Even worse, the ad hominem charge of dogmatism against Creationism egregiously confuses doctrines with the proponents of those doctrines. Since no law mandates that creationists should be invited into the classroom, it is quite irrelevant whether they themselves are close-minded. The Arkansas statute proposed that Creationism be taught, not that creationists should teach it. What counts is the epistemic status of Creationism, not the cognitive idiosyncrasies of the creationists.
I do not agree with this. In every case that Creationism laws or school board rulings have been tested, there were specific creationists with specific texts. Creationism is not an agent in American politics, it is a front made of very specific people. More broadly, the entire process of resolving policy disputes in America is driven by cognitive idiosyncrasies. Laws do not collapse on their own accord, they are challenged by people with standing in jurisdictions with standing to hear the cases or overturned by specific courts. Disenfranchised groups do not obtain rights out of nowhere, they specifically lobby for their case and their case is used as a concrete example of an theoretical question.

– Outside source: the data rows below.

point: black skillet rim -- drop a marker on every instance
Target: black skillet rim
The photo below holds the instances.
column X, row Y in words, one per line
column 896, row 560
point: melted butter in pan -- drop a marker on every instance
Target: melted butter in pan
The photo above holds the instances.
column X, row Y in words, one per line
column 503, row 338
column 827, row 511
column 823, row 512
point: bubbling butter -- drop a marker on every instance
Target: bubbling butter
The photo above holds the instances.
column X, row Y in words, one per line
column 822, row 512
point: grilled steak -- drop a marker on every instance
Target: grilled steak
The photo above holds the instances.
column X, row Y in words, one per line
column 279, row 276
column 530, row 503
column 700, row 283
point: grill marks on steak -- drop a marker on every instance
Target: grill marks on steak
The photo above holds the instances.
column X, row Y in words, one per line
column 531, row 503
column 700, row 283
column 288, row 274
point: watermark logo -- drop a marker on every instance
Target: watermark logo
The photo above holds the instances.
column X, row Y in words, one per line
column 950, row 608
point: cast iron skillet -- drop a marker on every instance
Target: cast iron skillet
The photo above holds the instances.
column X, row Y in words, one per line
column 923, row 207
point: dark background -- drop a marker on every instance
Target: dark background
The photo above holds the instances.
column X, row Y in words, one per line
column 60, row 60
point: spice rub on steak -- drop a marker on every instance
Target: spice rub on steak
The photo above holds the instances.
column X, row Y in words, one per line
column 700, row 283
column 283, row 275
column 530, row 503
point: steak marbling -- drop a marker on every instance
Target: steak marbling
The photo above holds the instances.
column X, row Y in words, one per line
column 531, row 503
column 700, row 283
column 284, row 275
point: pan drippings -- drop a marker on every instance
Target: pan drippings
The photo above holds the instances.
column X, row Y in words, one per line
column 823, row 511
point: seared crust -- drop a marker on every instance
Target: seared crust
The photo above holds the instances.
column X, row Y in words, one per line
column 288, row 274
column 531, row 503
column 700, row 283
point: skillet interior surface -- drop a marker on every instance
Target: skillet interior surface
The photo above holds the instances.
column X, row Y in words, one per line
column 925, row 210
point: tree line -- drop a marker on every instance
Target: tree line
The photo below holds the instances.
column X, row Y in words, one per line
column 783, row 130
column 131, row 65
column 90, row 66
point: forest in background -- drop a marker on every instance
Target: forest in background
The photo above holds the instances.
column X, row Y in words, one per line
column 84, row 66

To give you a specific example, if a college student proclaimed that he had a religious duty to do something that was prohibited by law, before a balancing test was applied to the action itself, the authenticity of his religious expression would be determined. In the same way, I cannot declare myself to be a tax exempt religion. Courts have a modulation process to determine this.
In all of these cases, specific creationist groups are representing a specific idiosyncratic creationism in court. Making their case legally relies on their idiosyncracies. Imagine the alternative: A court rules that a "Scientific Creationism" can be taught in theory, but that certain idiosyncratic ways of defining or teaching it was forbidden. This ruling is meaningless, since each implementation would be tested until there was some sort of clear test defined, as above or elsewhere.
So defending the general from an attack on the specific doesn't go anywhere as far as I'm concerned.
I remain unconvinced; the type of creationism proposed to be taught in American schools by these people is not merely bad science, it's not science. I think the article's best case scenario would be that "There exists a definition of creationism, irrespective of whether or not it has any actual practitioners, that meets a definition of scientific. However it is bad science."